Drugstore giant in share buyback

China Nepstar Chain Drugstore, one of China’s largest pharmacy networks, is to launch a share buyback program to boost its stock price.

Under the terms of the Share Repurchase Program, the company may repurchase up to US$5 million worth of its issued and outstanding American Depositary Shares from time to time over the next 12 months.

The repurchases will be made on the open market at prevailing market prices or in block trades as regulations allow. The timing and extent of any repurchases will depend upon market conditions, the trading price of the ADSs, the nature of other investment opportunities presented to the company, the company’s cash flows and expected cash flows, general economic conditions, regulatory requirements and other factors, the company said in a statement.

“We are committed to enhancing shareholder value,” said Fuxiang Zhang, Nepstar’s CEO, “and we believe that given the operational improvements and sales momentum that we gained in the past year, our current share price is undervalued. We are confident in our long-term growth prospects and believe that a share repurchase program will benefit our shareholders.”

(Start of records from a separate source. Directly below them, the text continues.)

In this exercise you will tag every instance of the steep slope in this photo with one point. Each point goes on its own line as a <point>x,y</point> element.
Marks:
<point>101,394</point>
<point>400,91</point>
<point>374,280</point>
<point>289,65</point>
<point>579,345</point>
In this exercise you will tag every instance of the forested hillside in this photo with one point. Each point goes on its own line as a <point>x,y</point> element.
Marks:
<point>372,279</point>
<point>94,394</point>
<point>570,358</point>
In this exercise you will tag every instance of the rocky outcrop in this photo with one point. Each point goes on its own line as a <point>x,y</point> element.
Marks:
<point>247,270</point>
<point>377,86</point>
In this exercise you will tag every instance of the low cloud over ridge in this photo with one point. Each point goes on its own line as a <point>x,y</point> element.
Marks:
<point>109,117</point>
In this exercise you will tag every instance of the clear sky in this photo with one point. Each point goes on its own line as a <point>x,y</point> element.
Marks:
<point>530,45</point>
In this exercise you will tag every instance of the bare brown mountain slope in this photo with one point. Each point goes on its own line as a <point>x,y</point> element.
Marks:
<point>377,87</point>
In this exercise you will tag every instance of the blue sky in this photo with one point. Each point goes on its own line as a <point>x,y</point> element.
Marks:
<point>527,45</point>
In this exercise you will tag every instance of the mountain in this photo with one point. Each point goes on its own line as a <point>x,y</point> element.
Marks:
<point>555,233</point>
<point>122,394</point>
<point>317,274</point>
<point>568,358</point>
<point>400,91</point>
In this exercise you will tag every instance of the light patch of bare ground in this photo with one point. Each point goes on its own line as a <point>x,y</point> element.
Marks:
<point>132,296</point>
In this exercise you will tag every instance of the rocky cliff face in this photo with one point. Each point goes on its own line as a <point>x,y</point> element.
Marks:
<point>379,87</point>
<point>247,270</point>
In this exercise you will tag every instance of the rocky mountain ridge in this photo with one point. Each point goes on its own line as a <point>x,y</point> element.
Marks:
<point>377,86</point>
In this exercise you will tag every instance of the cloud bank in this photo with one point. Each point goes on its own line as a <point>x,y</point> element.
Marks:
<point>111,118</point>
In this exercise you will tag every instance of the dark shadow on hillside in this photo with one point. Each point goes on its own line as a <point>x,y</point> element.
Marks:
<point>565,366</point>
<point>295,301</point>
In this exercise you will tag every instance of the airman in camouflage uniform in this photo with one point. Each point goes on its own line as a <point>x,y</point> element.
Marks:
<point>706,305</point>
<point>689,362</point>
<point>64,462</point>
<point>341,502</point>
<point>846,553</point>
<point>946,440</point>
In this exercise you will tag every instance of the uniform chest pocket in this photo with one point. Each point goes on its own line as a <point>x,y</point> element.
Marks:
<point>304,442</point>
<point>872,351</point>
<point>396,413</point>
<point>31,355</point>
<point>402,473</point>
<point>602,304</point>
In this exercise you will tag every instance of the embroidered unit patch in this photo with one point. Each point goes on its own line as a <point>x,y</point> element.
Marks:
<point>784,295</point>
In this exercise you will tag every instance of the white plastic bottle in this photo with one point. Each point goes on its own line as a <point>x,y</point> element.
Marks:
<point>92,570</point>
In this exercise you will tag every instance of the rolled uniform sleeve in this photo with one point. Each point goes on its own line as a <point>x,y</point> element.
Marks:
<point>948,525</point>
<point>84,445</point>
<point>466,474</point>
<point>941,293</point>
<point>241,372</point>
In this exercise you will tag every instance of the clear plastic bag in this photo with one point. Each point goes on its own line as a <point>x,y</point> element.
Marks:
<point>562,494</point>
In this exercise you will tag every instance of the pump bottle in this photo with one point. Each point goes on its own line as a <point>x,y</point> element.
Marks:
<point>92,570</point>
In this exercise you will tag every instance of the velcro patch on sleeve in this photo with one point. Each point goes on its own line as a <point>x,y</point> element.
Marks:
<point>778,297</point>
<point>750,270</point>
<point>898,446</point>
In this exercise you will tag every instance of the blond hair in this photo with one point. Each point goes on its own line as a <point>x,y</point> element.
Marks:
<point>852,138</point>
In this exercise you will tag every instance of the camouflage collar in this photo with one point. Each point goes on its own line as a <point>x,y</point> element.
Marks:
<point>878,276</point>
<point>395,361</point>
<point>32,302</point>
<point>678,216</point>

China Nepstar Chain Drugstore, listed on the New York Stock Exchange, is a leading retail drugstore chain in China. As at the end of September it had 2048 directly operated stores across 77 cities, one central distribution center and 16 regional distribution centers in China. Nepstar uses directly operated stores, centralised procurement and a network of distribution centers to provide its customers with high-quality, professional and convenient pharmaceutical products and services and a wide variety of other merchandise, including OTC drugs, nutritional supplements, herbal products, personal care products, family care products, and convenience products.